Weightlifters are no stranger to pain. There's the good kind of pain — that mild muscle soreness the day after an intense workout — and a bad kind of pain, such as a single point of discomfort that ranges from mild to intense. The latter can be caused by a muscle strain or by muscle knots, which occur when the muscle fibers become bunched up and tender. In most cases, if you can find the knot, you can massage it out yourself.
Understanding Muscle Knots
Sometimes muscle fibers contract during exercise but then are unable to release. Called Myofascial Trigger Points, or MTPs, they're a common issue for weightlifters and are often experienced in the neck, upper and middle back and shoulders. MTPs are caused by acute trauma, such as an injury to the muscle, and they're also caused by the overstimulation from intense weightlifting. They can also be caused by postural stress, such as poor lifting form.

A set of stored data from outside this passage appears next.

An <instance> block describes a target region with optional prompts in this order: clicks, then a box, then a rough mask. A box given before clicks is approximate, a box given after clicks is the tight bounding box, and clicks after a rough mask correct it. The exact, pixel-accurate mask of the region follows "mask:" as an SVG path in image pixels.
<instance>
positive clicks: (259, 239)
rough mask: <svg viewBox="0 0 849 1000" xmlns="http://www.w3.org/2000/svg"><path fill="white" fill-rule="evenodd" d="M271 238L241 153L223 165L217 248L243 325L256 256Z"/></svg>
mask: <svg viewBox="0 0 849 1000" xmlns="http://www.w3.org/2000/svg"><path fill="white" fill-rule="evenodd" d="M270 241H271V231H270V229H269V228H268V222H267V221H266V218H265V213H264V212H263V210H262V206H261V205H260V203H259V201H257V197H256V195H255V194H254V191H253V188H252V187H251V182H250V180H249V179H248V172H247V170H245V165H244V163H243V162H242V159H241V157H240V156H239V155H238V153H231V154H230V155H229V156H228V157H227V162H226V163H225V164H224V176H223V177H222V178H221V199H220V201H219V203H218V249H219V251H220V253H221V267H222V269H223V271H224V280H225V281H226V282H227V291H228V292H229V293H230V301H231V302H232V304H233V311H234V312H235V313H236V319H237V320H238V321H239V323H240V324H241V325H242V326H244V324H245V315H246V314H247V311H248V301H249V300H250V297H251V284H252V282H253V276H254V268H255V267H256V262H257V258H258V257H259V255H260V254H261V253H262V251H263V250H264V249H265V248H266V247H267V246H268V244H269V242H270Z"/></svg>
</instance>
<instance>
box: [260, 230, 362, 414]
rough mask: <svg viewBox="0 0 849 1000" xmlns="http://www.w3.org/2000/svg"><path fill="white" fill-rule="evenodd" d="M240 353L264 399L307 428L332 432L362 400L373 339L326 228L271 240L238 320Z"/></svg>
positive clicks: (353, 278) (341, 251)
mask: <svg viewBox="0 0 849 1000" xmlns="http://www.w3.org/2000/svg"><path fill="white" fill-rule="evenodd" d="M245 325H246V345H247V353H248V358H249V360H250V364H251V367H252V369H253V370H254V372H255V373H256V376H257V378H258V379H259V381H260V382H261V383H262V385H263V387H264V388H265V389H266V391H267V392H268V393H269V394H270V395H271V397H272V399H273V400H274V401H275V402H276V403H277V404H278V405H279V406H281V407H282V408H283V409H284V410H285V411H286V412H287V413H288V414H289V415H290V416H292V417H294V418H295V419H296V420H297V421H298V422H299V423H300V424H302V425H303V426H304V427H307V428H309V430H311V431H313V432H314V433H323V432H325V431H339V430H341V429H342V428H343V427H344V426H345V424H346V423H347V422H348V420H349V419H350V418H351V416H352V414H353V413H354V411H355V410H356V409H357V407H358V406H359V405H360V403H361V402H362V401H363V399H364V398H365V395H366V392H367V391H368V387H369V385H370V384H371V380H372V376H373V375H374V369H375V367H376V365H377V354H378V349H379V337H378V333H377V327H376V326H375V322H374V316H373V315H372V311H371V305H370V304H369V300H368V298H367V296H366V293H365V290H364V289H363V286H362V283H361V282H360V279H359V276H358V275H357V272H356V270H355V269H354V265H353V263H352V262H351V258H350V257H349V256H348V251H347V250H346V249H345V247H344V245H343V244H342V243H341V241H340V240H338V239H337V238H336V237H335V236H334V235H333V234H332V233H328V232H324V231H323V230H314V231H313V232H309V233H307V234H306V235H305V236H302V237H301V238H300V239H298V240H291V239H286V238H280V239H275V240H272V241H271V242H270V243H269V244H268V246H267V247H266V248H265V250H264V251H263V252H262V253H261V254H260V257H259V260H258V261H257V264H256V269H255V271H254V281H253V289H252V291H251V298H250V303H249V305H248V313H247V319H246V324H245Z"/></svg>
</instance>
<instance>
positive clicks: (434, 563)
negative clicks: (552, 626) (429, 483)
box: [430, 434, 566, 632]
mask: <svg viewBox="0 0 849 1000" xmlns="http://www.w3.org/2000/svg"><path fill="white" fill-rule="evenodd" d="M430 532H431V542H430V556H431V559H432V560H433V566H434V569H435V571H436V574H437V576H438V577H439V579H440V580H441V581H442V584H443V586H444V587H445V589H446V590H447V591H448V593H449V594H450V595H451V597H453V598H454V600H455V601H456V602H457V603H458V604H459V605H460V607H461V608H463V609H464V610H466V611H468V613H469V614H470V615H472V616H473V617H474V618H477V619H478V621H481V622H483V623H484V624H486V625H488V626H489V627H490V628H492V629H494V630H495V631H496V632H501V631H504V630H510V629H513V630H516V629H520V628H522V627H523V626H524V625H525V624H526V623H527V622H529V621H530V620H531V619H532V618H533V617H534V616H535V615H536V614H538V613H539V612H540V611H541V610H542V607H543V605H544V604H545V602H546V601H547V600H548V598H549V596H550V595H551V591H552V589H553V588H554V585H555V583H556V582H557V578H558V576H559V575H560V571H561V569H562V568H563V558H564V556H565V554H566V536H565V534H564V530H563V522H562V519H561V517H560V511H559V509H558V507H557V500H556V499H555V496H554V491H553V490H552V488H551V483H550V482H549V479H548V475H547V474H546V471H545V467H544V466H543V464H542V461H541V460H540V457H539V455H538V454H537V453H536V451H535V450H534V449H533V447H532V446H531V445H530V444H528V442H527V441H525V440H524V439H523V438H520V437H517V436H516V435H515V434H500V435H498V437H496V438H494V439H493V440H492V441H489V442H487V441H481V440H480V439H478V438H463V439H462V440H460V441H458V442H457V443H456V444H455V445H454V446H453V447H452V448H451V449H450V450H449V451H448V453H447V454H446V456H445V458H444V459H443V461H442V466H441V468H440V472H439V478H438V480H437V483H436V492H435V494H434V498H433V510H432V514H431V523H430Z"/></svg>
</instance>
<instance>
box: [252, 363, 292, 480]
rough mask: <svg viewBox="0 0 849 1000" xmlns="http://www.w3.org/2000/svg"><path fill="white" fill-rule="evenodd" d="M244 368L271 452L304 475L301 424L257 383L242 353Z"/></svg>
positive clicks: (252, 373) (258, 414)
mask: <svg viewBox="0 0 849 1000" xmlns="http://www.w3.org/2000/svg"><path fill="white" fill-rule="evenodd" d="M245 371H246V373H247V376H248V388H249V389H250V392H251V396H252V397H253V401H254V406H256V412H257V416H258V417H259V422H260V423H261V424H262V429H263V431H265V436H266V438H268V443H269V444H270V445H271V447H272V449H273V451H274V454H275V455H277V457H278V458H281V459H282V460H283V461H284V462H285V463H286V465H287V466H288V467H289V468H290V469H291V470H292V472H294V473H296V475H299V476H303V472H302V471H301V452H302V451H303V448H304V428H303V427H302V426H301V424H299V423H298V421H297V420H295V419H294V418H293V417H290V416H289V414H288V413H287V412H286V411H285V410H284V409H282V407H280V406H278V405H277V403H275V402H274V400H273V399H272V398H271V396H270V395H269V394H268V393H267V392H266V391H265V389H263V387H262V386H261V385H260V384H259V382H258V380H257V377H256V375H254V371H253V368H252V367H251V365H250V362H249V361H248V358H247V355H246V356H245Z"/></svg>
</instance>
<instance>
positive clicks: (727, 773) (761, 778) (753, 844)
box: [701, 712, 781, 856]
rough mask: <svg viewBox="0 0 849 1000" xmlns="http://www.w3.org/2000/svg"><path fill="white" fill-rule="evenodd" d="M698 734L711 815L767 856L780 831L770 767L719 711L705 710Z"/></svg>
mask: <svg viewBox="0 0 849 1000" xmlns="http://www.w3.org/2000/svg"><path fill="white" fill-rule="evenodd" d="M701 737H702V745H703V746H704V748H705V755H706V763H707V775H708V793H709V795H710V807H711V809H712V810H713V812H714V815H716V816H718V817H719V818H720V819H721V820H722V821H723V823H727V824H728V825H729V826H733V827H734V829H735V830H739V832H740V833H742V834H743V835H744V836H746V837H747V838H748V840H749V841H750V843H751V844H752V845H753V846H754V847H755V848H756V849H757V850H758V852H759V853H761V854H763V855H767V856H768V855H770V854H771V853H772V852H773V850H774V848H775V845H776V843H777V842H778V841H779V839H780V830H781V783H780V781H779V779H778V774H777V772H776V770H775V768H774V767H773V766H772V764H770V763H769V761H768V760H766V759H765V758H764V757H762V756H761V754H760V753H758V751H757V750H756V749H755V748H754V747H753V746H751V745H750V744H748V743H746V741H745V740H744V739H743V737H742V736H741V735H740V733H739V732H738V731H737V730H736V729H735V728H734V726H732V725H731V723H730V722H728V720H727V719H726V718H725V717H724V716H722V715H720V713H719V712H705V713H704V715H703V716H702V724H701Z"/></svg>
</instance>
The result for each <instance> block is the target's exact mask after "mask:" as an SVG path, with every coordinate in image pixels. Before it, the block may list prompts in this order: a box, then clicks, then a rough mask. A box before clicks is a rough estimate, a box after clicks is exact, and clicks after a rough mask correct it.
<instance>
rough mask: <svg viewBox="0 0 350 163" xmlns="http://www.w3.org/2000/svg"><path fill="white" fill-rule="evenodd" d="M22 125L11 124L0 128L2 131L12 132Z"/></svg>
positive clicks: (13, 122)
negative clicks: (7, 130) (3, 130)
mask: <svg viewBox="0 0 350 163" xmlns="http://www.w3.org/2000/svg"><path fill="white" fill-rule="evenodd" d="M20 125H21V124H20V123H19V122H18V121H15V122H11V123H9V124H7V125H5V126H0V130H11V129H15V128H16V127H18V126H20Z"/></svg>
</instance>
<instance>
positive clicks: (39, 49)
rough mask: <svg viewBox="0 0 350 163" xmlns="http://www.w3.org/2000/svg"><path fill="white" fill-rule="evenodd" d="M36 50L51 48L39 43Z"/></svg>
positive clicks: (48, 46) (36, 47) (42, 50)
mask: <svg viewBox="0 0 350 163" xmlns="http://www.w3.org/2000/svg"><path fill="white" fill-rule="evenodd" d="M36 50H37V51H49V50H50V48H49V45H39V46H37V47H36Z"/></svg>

In some cases, your knots may not be related to lifting, but may be exacerbated by it. The postural stress may come from sitting too long or with poor posture at your day job — the tough shoulder workout just makes it worse.
Treating Muscle Knots
Treatment largely depends on the intensity of the shoulder pain and whether or not you can pinpoint the location of the knot. If you are experiencing intense pain, rest and a visit to your doctor may be necessary. For milder pain, see if you can locate the knot. Use your fingers to feel for a lump that can be as small as a pinhead and as big as a thumb.
If you can locate the knot, you can use direct myofascial release technique to massage out the knot. You can do this lying down or standing up, and all you need is a tennis or lacrosse ball. Put the ball on the knot between your shoulder and the wall or ground. Apply pressure with your bodyweight. Roll the ball up and down and side to side over the muscle knot.
If you can't locate the knot, you can still use myofascial release, but you'll have to cover a larger area. Roll the ball all around the area where you have pain. When you locate an especially tender spot, spend some time rolling in just that area.
Use firm pressure, enough to get deep into the muscle, but not so much that it causes intense pain. Start out with gentle pressure and build up as the knot gets smoothed out. Do this for two or three minutes two to three times a day until the knot is gone and no longer causing discomfort.
Preventing Muscle Knots
An ounce of prevention is worth a pound of cure, right? If shoulder knots are a frequent problem, work on your posture when sitting and your form when lifting. Address any muscle imbalances that may cause your shoulders to round forward. See a physical therapist if one is available to you.
Make sure you're allowing enough time for recovery between shoulder workouts. Overtraining can lead to injury and muscle knots. Gently stretch your shoulders after every workout, and do some shoulder mobility exercises as part of your shoulder workout.
Drink plenty of water. Dehydration is common cause of muscle knots. Avoid sugary, caffeinated and processed foods that can contribute to dehydration, and eat a healthy, nutrient-rich diet. Be sure to get plenty of sleep so that you're well-prepared for tough workouts — and life in general.